Danni a strutture e infrastrutture
La fusione del permafrost ha anche un forte impatto sulle infrastrutture. Infatti, almeno 120.000 edifici, 40.000 km di strade e 9.500 km di oleodotti si trovano nelle aree di permafrost dell’emisfero settentrionale. In Russia, oltre il 60% del territorio è occupato dal permafrost.
Con la fusione del ghiaccio, la morfologia superficiale delle aree un tempo congelate diventa irregolare. Il ghiaccio, infatti, svolge una funzione simile a quella di un legante, mantenendo coesi i granelli di suolo poco consolidati.

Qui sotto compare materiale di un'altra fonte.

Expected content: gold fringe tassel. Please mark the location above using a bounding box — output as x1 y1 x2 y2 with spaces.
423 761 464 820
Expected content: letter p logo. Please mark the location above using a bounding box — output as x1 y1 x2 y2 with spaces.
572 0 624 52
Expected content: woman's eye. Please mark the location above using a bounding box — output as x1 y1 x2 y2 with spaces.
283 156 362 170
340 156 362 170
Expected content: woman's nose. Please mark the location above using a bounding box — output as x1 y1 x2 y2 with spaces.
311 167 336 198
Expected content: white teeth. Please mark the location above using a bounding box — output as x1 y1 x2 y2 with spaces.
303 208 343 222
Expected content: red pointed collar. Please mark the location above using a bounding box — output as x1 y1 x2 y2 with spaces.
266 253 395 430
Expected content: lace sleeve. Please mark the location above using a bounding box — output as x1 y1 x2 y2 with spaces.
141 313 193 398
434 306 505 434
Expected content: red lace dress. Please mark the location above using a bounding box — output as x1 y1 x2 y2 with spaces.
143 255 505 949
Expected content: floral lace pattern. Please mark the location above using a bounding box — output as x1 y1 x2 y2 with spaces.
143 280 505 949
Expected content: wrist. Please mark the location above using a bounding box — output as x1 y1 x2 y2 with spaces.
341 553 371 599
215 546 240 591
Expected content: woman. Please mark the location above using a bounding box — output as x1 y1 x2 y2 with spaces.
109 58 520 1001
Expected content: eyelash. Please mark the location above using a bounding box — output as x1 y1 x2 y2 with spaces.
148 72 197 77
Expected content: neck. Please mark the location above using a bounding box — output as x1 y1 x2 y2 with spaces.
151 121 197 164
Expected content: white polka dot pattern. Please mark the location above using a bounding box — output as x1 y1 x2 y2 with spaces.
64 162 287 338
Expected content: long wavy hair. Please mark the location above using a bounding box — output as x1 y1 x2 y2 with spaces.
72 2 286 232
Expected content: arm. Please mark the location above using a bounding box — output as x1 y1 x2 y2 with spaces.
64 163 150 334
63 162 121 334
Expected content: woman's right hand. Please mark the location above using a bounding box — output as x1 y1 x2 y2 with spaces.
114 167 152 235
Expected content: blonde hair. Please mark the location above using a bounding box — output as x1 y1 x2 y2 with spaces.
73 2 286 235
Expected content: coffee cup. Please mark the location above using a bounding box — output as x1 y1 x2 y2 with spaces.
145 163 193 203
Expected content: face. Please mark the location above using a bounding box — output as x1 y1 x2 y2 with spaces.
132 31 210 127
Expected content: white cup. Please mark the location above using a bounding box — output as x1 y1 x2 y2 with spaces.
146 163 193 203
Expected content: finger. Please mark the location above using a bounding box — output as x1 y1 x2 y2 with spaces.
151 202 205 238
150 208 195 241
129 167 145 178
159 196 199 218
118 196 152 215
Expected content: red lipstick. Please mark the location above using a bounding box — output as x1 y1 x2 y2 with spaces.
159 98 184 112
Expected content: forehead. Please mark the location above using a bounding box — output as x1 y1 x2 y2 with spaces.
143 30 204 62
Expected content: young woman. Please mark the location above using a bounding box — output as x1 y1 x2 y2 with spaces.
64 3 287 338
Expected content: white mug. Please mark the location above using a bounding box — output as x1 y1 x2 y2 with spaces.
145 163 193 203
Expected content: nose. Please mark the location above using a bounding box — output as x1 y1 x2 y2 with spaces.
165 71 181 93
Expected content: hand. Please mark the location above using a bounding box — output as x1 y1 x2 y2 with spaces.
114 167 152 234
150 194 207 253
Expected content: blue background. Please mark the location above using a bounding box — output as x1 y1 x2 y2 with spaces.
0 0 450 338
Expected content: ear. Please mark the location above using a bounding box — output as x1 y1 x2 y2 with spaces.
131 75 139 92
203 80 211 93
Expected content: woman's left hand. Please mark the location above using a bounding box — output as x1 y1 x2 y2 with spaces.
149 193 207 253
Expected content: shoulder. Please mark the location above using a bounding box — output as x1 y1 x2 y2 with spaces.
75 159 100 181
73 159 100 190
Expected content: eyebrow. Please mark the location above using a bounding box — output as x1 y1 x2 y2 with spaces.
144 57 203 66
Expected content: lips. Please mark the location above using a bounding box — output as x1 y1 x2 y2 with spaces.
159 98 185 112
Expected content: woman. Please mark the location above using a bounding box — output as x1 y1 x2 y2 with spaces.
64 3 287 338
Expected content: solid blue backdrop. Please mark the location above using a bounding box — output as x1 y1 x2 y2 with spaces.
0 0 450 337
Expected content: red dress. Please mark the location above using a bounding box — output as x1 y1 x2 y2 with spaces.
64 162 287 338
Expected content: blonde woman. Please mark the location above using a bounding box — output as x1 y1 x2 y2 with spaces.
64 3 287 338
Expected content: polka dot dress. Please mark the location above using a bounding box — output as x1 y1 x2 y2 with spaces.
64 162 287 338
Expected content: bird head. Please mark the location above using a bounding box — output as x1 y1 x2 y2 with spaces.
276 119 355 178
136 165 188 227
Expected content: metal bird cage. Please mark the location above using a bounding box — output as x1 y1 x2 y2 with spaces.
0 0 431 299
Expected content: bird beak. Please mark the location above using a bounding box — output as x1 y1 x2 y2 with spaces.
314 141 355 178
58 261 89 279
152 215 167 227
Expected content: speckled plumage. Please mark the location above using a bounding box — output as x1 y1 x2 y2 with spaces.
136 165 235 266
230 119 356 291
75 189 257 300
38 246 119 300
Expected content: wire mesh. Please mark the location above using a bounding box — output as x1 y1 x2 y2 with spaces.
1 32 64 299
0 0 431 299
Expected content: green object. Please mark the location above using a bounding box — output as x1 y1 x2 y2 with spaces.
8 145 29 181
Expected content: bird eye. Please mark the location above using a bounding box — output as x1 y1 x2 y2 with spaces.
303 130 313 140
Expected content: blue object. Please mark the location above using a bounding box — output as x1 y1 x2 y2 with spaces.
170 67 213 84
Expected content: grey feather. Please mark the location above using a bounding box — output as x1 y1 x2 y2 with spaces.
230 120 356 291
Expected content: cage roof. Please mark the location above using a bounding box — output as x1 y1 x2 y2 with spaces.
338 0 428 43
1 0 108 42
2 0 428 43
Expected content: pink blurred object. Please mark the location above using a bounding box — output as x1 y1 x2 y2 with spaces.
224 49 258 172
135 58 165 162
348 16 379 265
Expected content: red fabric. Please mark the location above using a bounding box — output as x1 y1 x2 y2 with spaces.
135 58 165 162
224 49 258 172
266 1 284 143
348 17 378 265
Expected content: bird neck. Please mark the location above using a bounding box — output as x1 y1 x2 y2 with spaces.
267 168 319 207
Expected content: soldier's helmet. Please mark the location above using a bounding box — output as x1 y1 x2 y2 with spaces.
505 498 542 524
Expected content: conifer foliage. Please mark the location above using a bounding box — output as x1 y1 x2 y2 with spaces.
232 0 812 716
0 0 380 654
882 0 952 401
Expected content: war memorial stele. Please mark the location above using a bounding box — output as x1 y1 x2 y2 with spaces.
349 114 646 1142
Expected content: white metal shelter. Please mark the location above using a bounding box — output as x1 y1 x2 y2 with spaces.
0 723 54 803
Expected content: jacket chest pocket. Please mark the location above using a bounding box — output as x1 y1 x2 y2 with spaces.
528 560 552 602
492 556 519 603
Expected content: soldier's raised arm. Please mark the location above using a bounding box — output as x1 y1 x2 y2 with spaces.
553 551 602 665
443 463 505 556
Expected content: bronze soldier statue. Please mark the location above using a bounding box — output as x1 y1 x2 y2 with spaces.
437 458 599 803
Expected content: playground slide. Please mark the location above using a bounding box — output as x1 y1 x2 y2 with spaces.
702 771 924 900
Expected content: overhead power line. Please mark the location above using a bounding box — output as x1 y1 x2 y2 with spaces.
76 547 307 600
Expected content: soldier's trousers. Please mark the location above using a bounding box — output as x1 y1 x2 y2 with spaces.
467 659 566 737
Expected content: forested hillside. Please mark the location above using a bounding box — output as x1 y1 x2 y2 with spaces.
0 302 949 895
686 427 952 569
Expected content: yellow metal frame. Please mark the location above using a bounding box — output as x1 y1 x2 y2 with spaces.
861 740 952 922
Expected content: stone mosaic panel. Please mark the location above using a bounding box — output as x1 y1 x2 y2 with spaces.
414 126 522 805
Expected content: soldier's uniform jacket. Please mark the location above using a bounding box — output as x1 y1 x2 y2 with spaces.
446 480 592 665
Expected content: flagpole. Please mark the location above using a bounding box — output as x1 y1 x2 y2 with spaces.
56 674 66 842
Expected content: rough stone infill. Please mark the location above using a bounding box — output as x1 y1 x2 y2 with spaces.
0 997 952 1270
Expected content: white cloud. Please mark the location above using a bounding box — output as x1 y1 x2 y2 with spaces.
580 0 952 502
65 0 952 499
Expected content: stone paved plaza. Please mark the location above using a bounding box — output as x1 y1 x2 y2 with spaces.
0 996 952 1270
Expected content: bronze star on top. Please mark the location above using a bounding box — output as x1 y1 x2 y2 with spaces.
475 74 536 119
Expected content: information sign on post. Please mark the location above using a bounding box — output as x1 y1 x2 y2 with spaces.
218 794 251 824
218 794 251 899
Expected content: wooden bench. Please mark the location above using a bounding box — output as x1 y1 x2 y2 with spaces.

Di conseguenza, fenomeni di termocarsismo, frane, calanchi e altri processi erosivi superficiali di varia entità spesso accompagnano la fusione del permafrost, rappresentando una minaccia continua per infrastrutture e abitazioni.
Gli effetti negativi di questo fenomeno sono già evidenti in numerose regioni artiche. Nella città di Norilsk, in Russia, ad esempio, nel 2020 numerosi edifici e abitazioni hanno subito danni a causa del cedimento del suolo, oltre a un grave sversamento di gasolio. Inoltre, a partire dal 2013, esplosioni causate dal rilascio di gas idrati in seguito allo scongelamento del permafrost hanno generato numerosi crateri nella tundra siberiana.
Rilascio di virus
Al di là della materia organica e del carbonio, il permafrost custodisce numerosi virus, alcuni dei quali sono considerati debellati o quasi, come la peste bubbonica e il vaiolo, che, se reimmessi in circolazione, potrebbero rappresentare una minaccia per la salute umana.
Già nell'agosto del 2016, una decina di persone in Siberia furono colpite da un’epidemia di antrace, che causò anche la morte di un ragazzo di 12 anni. Gli scienziati hanno individuato l'origine del contagio in una carcassa di renna riemersa dallo scongelamento del permafrost. Inoltre, questi ghiacci contengono microbi esistenti da molto prima della società odierna, alcuni dei quali risalenti a oltre 400.000 anni fa.

Disturbi a flora, fauna e ambiente
Non va poi ignorato come la fusione del permafrost stia trasformando le regioni polari della tundra in paesaggi fangosi, determinando la scomparsa della flora locale e mettendo a rischio la sopravvivenza della fauna che se ne nutre.
Inoltre, quando il permafrost situato al di sotto di corpi idrici, come i laghi, fonde, l'acqua si infiltra nel terreno e scompare, contribuendo all’inasprimento delle condizioni di siccità.